Every reference is a single path: — globally unique, clickable in the UI, never ambiguous.

dependencies:
  requires:
    - path: "myorg/myplatform/prod/cluster1/postgresql"
      type: storage            # optional classification
      critical: true           # default false
    - path: "myorg/myplatform/prod/cluster1/redis"
      type: cache
  usedBy:
    - path: "myorg/myplatform/prod/cluster1/web-frontend"
      type: frontend

requires and usedBy are symmetric — either side can declare the edge; the platform renders both chips on both services' detail pages.

Links

links:
  runbook: "https://wiki.corp/runbooks/my-app"
  dashboard: "https://grafana.corp/d/my-app"
  documentation: "https://docs.corp/my-app"
  repository: "https://github.com/mycorp/my-app"
  logs: "https://elastic.corp/app/my-app"
  alerts: "https://alertmanager.corp/#/my-app"
  api: "https://api.corp/my-app"
  custom: "https://whatever.corp/my-app"

Contacts

contacts:
  owner: "alice@example.com"
  slack: "#backend-oncall"
  contact: "+36-30-1234567"
  escalation: "cto@example.com"

Merged into the service's ownership block alongside team.

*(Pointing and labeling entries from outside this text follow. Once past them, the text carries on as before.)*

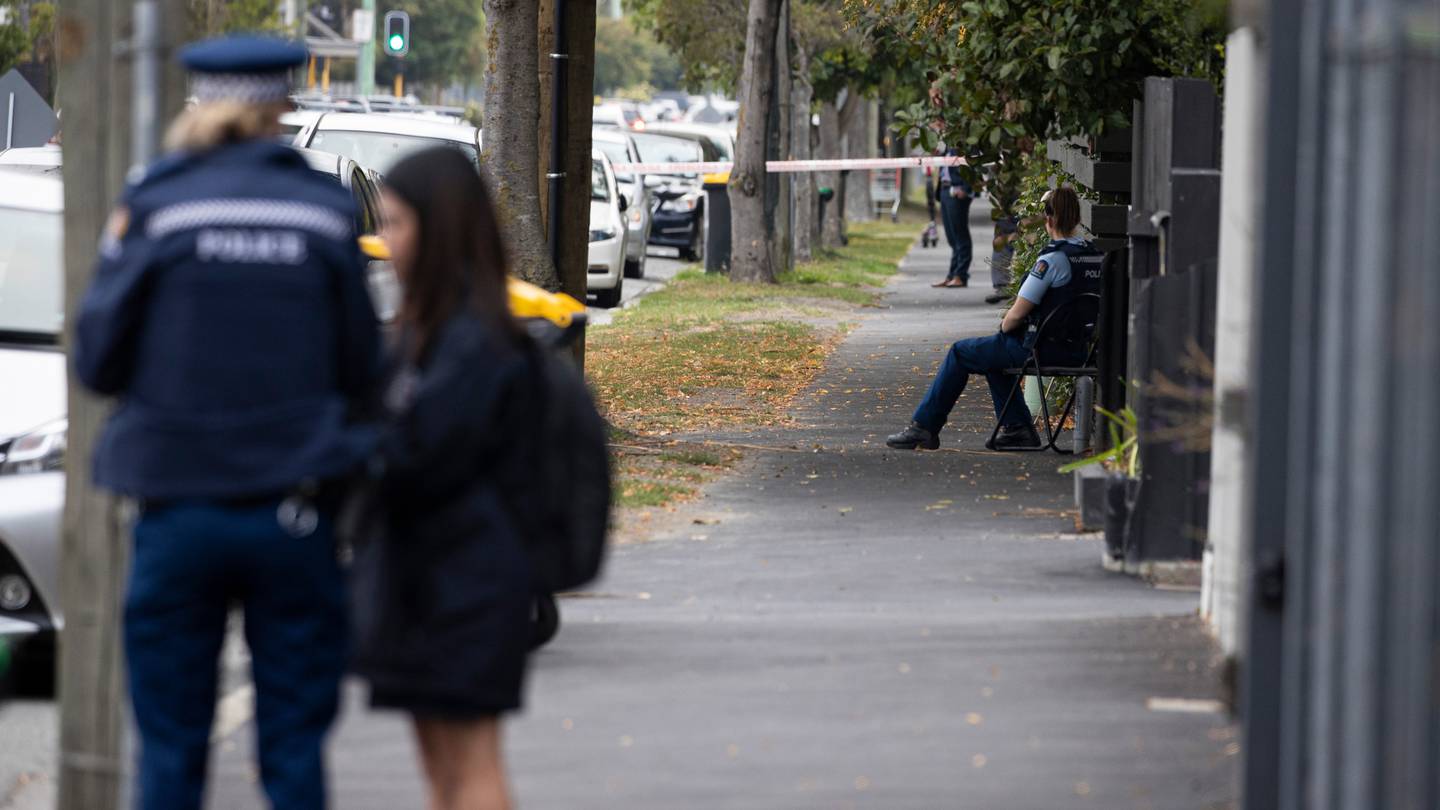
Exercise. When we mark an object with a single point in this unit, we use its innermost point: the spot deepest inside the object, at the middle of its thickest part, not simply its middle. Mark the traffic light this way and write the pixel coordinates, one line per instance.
(396, 33)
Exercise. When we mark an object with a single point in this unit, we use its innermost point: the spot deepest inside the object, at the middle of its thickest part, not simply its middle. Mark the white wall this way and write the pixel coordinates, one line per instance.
(1226, 565)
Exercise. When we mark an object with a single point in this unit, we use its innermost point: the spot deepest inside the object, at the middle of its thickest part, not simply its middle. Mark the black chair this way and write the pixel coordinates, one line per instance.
(1064, 348)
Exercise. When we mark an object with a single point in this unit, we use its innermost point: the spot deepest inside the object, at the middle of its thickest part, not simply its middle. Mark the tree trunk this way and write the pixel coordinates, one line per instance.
(805, 212)
(833, 227)
(749, 241)
(511, 120)
(860, 141)
(575, 235)
(779, 189)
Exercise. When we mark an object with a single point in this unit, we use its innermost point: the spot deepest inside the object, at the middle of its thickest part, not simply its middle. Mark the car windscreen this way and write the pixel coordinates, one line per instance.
(599, 189)
(382, 150)
(618, 153)
(32, 273)
(661, 149)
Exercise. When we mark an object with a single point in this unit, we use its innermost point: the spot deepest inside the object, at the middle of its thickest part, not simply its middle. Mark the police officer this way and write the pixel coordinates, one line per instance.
(231, 319)
(1067, 267)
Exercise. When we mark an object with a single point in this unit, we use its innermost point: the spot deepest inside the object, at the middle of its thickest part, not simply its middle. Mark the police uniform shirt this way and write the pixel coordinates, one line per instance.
(1051, 270)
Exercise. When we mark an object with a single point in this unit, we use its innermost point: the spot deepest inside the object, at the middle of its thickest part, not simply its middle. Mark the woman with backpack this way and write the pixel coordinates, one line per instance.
(444, 611)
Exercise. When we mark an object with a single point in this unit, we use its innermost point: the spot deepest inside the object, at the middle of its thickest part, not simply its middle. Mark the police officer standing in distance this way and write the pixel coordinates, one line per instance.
(229, 316)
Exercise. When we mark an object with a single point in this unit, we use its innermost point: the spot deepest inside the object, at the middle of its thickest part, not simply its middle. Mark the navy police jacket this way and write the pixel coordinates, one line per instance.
(231, 317)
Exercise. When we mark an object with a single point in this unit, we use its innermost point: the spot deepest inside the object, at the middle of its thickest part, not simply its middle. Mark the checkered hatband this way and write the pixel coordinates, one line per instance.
(246, 88)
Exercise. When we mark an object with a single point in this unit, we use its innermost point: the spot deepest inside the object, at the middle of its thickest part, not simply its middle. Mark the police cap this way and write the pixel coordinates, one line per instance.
(248, 68)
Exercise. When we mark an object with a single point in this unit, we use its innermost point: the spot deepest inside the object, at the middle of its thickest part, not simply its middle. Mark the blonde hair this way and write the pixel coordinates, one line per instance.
(219, 123)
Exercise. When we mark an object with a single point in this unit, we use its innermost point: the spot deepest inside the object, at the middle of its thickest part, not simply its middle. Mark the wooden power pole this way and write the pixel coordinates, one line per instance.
(95, 95)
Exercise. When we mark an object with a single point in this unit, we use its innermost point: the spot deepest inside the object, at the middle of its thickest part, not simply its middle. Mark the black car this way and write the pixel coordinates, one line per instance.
(680, 199)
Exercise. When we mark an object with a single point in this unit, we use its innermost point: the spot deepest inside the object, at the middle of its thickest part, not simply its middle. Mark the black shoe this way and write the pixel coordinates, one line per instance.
(915, 437)
(1015, 437)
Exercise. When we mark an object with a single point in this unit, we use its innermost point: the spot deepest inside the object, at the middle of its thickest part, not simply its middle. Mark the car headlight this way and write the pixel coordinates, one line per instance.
(36, 451)
(684, 203)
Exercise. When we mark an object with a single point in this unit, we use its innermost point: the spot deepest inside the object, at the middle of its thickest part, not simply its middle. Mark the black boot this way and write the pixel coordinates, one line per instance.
(915, 437)
(1015, 437)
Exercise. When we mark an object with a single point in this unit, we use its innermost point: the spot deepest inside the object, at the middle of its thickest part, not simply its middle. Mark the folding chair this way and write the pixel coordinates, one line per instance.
(1066, 333)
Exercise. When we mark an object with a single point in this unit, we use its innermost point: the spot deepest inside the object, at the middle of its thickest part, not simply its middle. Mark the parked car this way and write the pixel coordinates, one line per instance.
(294, 123)
(608, 234)
(378, 141)
(32, 365)
(35, 157)
(717, 136)
(680, 198)
(619, 147)
(619, 116)
(32, 412)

Relations (parent/children graph)

relations:
  parent: "retail-stack-umbrella"
  children:
    - sub-component-a
    - sub-component-b

Free-form logical hierarchy beyond the cluster/namespace tree. Rendered under "Relations" on the service detail.

Monitoring hints

monitoring:
  enabled: true
  prometheusJob: "my-app"
  alerts:
    - name: "HighErrorRate"
      severity: warning
      expression: 'rate(http_errors[5m]) > 0.01'

Informational — the platform doesn't evaluate rules, just surfaces them in the service detail.

Custom key/value bag

custom:
  costCenter: "CC-42"
  dataClass: "pii"
  complianceTier: "gdpr-restricted"

Free-form, passthrough, no validation. Rendered as a key/value table on the service detail. Use this for organization-specific annotations without schema changes.

Applying it

Commit the ConfigMap to Git next to the service's Helm chart. Apply via ArgoCD (recommended) or kubectl apply. The agent rediscovers every 30 seconds and pushes changes to the platform automatically.

Mixing kubectl apply with an ArgoCD-managed path causes drift. Pick one.

Parse errors

If the YAML can't be parsed, the agent pushes a visible configmap-parse-error-<ns>-<name> service under the owning cluster with status UNKNOWN and the parse error in the message. This makes bad GitOps input loud, not silent.